Com’è nato il progetto?
«Non volevamo raccontare una biografia, Jean-Claude Carrière ed io. Abbiamo immaginato scene che plausibilmente dovrebbero avere avuto luogo, situazioni in cui van Gogh avrebbe potuto trovarsi, cose che avrebbe potuto dire. Il progetto è nato in un museo. Avevo portato Jean-Claude al d’Orsay alla mostra Van Gogh/Artaud: il suicidato della società. È ispirata all’omonimo libro di quel poeta visionario che è stato Artaud. Fu lì che cominciai a intuire la struttura del film.
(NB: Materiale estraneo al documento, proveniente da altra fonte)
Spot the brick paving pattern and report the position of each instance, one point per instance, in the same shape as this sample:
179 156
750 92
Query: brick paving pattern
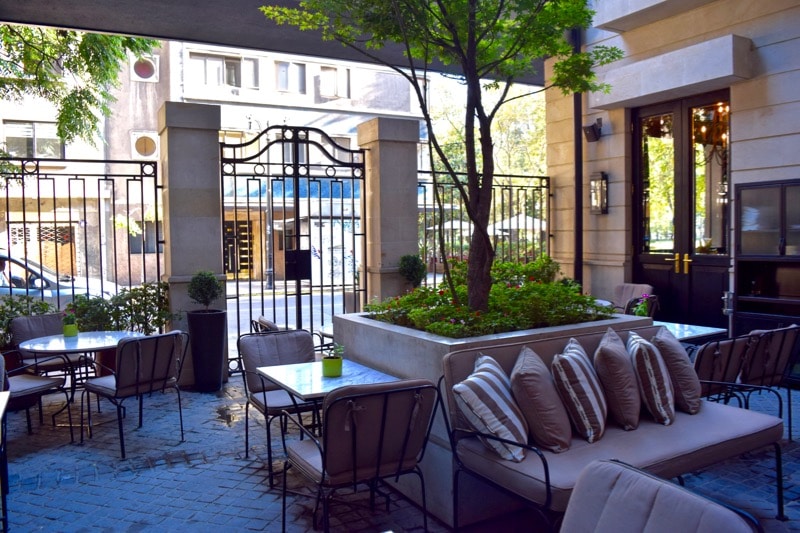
206 484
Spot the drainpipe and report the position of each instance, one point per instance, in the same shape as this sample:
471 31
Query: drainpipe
577 116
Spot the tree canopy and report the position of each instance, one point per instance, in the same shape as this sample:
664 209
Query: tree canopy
491 43
75 71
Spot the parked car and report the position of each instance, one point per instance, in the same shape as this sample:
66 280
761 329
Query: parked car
25 277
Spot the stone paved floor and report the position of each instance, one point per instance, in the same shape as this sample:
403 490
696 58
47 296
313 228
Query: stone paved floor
207 484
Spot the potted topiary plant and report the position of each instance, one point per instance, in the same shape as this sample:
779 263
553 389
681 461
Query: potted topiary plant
413 269
207 331
332 362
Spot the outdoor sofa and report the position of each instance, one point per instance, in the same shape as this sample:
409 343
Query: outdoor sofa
545 478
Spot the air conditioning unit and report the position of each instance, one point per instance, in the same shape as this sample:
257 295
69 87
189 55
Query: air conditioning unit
144 145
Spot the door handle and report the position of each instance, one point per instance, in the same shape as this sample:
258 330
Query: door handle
677 260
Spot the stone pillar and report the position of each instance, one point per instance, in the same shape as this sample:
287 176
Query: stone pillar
189 138
391 201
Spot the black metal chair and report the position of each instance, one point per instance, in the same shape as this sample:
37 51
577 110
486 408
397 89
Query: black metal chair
27 387
72 366
369 433
773 355
143 365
Quando sei davanti a singole opere, ciascuna ti dice qualcosa di diverso. Ma dopo aver visto trenta quadri, l’esperienza diventa qualcosa di più. È la somma di tutte quelle sensazioni messe insieme. Ed è l’effetto che volevo ottenere con il film, rendere la struttura tale che ogni evento che vediamo accadere a Vincent potesse sommarsi ai precedenti, come se lo spettatore potesse vivere tutta la sua vita in un momento».
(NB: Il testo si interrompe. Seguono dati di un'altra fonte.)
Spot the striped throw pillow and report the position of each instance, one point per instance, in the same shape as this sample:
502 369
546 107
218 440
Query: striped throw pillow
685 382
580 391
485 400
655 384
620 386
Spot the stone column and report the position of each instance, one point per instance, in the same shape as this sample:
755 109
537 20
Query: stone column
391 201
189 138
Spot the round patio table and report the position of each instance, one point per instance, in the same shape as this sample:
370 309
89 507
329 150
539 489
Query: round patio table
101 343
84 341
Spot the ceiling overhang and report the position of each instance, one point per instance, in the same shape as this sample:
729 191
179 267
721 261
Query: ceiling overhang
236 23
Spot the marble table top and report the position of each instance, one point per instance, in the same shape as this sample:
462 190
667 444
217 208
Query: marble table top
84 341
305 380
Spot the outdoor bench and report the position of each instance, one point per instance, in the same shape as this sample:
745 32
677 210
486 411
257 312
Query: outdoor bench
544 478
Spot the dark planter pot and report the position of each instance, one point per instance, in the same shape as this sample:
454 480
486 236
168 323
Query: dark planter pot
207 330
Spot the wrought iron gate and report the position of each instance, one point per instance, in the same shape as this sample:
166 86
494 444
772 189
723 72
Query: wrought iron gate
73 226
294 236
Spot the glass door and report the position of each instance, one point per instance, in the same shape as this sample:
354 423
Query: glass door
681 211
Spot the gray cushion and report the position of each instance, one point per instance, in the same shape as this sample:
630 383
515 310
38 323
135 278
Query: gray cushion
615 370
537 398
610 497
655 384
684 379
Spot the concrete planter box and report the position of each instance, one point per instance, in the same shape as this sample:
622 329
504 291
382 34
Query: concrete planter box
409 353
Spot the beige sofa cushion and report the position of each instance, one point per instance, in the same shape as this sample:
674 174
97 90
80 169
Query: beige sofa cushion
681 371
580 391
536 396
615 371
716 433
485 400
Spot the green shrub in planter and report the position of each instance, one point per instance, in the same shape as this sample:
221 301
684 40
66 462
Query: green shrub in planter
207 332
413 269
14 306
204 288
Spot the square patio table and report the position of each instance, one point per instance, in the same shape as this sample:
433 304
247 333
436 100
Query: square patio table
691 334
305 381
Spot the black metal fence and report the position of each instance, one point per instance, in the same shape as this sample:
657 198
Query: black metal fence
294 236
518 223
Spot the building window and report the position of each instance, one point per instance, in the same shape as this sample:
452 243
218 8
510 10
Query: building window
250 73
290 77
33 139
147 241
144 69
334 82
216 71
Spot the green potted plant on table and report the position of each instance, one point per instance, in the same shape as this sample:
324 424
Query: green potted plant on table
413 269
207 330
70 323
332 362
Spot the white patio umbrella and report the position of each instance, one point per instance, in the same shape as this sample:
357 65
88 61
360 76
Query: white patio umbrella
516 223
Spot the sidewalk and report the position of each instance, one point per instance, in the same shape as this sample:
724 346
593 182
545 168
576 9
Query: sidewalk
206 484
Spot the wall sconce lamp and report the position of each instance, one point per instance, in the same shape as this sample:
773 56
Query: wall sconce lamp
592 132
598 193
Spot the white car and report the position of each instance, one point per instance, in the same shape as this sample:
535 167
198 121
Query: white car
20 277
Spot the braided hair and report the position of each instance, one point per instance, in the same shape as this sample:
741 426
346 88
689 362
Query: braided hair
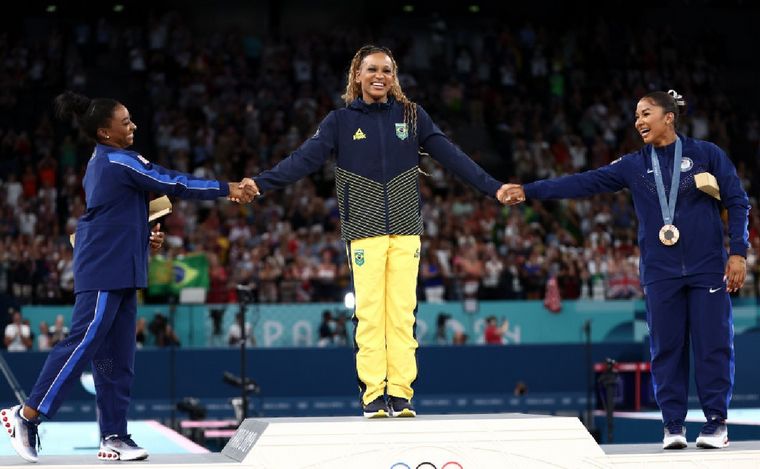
354 90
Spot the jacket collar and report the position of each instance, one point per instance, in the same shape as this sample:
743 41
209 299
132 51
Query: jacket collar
360 105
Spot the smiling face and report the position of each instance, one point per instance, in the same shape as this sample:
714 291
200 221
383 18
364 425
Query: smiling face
654 124
375 76
120 132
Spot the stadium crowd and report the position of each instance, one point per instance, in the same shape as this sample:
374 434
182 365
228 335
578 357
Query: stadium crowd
525 101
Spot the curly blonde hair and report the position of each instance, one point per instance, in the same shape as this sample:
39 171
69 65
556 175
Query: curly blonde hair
354 90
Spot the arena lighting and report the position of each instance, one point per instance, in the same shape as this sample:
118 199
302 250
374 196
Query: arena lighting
349 301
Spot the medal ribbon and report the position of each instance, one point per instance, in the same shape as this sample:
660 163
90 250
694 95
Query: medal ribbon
668 206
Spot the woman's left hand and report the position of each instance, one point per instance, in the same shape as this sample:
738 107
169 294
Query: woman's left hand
736 272
156 238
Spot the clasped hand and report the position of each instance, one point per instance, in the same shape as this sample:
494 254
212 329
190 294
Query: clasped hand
244 191
510 194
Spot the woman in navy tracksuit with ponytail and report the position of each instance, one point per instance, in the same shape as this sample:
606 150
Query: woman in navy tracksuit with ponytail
686 272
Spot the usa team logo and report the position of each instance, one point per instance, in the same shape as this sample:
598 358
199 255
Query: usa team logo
686 164
402 131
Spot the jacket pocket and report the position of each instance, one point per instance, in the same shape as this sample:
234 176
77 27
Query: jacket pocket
345 202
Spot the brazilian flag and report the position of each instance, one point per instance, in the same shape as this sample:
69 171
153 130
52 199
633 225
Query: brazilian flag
166 276
190 271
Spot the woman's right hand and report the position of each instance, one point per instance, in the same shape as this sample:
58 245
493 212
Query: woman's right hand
510 194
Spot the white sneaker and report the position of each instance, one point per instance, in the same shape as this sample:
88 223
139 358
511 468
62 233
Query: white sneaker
120 448
714 434
675 437
23 433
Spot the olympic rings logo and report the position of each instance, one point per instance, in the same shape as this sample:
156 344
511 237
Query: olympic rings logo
427 465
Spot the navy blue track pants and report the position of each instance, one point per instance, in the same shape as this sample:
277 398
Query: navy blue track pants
102 333
692 310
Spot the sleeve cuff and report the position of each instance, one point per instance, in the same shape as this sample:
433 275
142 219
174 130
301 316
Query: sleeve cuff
224 188
738 250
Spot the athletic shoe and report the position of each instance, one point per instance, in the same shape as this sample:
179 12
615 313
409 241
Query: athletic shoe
23 433
401 407
675 437
714 434
120 448
376 409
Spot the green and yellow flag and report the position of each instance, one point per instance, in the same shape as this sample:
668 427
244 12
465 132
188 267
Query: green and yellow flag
166 276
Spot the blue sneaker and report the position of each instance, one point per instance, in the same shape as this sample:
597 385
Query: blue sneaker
376 409
401 407
23 433
714 434
120 448
675 436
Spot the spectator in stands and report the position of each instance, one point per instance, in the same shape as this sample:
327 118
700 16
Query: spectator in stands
234 336
59 331
113 239
686 270
43 338
140 332
376 139
18 336
493 334
326 329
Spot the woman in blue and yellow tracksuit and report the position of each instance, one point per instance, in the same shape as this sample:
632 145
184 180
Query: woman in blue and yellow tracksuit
685 270
375 140
110 263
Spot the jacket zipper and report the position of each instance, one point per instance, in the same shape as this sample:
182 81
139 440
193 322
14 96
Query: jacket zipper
381 136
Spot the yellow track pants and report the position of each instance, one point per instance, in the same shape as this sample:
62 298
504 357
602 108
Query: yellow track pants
385 271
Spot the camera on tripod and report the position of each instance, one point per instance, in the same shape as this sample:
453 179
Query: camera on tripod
246 293
251 387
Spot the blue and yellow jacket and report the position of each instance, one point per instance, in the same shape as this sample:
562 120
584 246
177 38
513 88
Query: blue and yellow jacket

Lei quando ha capito che voleva diventare artista?
«Presto, da giovane, all’epoca in cui avevo una enorme massa di capelli ricci e biondi. Anche se non sapevo di preciso che cosa fosse l’arte. Ero atletico, facevo surf, il contatto con il mare è una parte centrale della mia formazione. Ho usato l’acqua come soggetto e come materiale. I miei genitori mi volevano commercialista o medico e non avevano la più pallida idea di cosa stessi facendo: dipingere quadri. Ostentavo una sicurezza che non so da dove mi venisse».
Il cinema e l’arte «sono» movimento: lei ha girato un film...
«...Lo scafandro e la farfalla. Con quell’opera ho vinto un premio al festival di Cannes: è la storia di un uomo immobilizzato, in grado di muovere soltanto una palpebra. Tutto si svolge nell’animo del protagonista, il suo sguardo fisso nella macchina da presa. Ripensai a mio padre, che fu colpito da un ictus e l’infermiera gli diede il libro da cui è tratto proprio quel film. Conoscevo a memoria i dialoghi di Spartacus e de Il Padrino. Credevo di essere arrivato al cinema troppo tardi, era qualcosa che facevano gli altri. Il mio primo film è sul mondo dell’arte, si intitola Basquiat. Ho girato un corto con mia figlia Lola, che fu proiettato alle spalle dei concerti di Lou Reed: per me è stato come un fratello, con lui discutevamo di amori, del senso di perdita. I dipinti sono più ermetici dei film, dipingo solo ciò che mi sorprende o che non ho ancora visto. Fare arte significa allontanarsi dalla realtà. Ha un potere salvifico».